Кабачок помещался в подвале, пропахшем табаком, винными и человеческими испарениями. Сводчатый потолок и стены были расписаны пестрыми птицами, голыми, ненатурального цвета и сложения, женщинами, младенцами с развращенными личиками и многозначительными завитушками. Было шумно и дымно. На эстраде сидел маленький лысый человек с дряблыми и нарумяненными щеками и перебирал клавиши рояля. Столики были заполнены. Несколько офицеров пили крепкий крюшон и оборачивались на проходивших женщин. Кричали, спорили присяжные поверенные, причастные к искусству. Громко хохотала царица подвала, черноволосая красавица с припухшими глазами. На краю одного из столиков Антошка Арнольдов, крутя прядь волос, писал корреспонденцию с фронта. У стены, на возвышении, уронив пьяную голову, дремал родоначальник футуризма – ветеринарный врач, с перекошенным, чахоточным лицом[128]. В углу три молодых поэта кричали через весь подвал: «Спой, Костя, спой!»... Накрашенный старичок у рояля, не оборачиваясь, пробовал что-то запеть дребезжащим голосом, но его не было слышно. Хозяин подвала, бывший актер, длинноволосый и растерзанный, появлялся иногда в боковой дверце, глядел сумасшедшими глазами на гостей и скрывался. Третьего дня, под утро, его жена уехала из подвала с молодым гением-композитором прямо на Финляндский вокзал, – он пил и не спал третьи сутки.
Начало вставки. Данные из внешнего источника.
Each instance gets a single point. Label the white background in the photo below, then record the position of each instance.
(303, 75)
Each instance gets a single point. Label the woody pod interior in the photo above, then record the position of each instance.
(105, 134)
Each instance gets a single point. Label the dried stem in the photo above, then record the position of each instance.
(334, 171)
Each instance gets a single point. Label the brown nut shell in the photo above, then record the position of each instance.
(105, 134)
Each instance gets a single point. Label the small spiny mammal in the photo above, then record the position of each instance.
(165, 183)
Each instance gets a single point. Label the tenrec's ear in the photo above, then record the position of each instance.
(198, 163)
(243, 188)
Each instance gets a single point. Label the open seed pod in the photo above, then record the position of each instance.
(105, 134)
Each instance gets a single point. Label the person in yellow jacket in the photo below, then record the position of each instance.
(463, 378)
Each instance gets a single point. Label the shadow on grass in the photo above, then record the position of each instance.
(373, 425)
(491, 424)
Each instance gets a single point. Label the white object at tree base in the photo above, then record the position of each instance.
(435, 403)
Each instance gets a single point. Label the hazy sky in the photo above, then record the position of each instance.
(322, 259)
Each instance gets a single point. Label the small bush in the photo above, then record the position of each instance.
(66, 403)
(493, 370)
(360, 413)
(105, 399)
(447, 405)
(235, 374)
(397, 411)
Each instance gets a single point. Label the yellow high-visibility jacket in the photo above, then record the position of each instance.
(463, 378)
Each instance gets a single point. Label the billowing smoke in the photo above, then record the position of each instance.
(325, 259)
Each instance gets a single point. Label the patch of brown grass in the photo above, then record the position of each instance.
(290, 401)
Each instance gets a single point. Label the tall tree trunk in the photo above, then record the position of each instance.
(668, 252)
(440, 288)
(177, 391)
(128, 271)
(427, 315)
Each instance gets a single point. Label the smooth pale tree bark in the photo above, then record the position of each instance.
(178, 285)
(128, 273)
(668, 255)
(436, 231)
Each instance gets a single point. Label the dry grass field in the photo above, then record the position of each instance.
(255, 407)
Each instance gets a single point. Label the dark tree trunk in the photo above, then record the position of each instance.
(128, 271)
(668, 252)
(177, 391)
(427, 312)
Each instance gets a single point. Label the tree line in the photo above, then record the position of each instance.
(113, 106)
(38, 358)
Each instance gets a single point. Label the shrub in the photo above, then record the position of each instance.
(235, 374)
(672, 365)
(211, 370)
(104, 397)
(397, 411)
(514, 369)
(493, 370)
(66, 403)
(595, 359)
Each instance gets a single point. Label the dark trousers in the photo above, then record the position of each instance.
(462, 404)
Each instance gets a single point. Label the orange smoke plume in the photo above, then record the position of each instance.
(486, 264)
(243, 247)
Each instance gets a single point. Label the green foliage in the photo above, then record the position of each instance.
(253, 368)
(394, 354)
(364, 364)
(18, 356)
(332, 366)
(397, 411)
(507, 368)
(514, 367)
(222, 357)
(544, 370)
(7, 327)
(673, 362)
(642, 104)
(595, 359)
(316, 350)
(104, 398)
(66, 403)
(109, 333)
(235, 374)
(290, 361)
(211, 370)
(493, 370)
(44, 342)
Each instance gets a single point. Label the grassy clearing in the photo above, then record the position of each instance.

Струков, захмелевший от крюшона, говорил Ивану Ильичу:
– Я почему люблю этот кабак? Такой гнили нигде не найдешь, – наслаждение... Посмотри – вон в углу сидит, одна, – худа, страшна, пошевелиться даже не может: истерия в последнем градусе, – пользуется страшным успехом... А вон тот, с лошадиной челюстью, – знаменитый Семисветов, выдернул себе передние зубы, чтобы не ходить воевать, и пишет стихи... «Не раньше кончить нам войну, как вытрем русский штык о шелковые венских проституток панталоны...» Эти стишки у него печатанные, а есть и непечатанные... «Чавкай железной челюстью, лопай человечье мясо, буржуй. Жирное брюхо лихо распорет наш пролетарский штык»[129].
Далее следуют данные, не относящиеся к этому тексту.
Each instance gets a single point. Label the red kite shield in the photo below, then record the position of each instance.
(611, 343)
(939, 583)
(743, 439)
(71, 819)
Струков хохотнул, опрокинул в горло стакан с крюшоном и, не вытирая нежных, оттененных татарскими усиками губ, продолжал называть Ивану Ильичу имена гостей, указывать пальцем на непроспанные, болезненные, полусумасшедшие лица:
– Здесь самая сердцевинка, зараза, рак, – он с удовольствием выговаривал слова, – отсюда гниль по всей нашей матушке ползет. Вы ведь, Иван Ильич, патриот, я знаю... Народник, интеллигент... А вот брызнуть бы на эту гниль кровушкой, окропить, ха, ха... Разбегутся по всей земле, кусаться станут, как бешеные... Погодите, дайте срок, лизнет кровушки, оживет эта сволочь, мертвецы, силу почуют, в право свое поверят... Как бешеные кинутся разворачивать все, начисто... Вот тогда матушка наша, проклятая, лопнет, весь мир гнилью окатит... Будь ты проклята!
Струков сильно пьянел. Глаза его сухо, весело, странно поблескивали, и ругательства он произносил с той же, почти нежной, улыбкой. Телегин сидел, насупившись. У него кружилась голова от шума и пестроты подвала, от непонятного богохульства Струкова.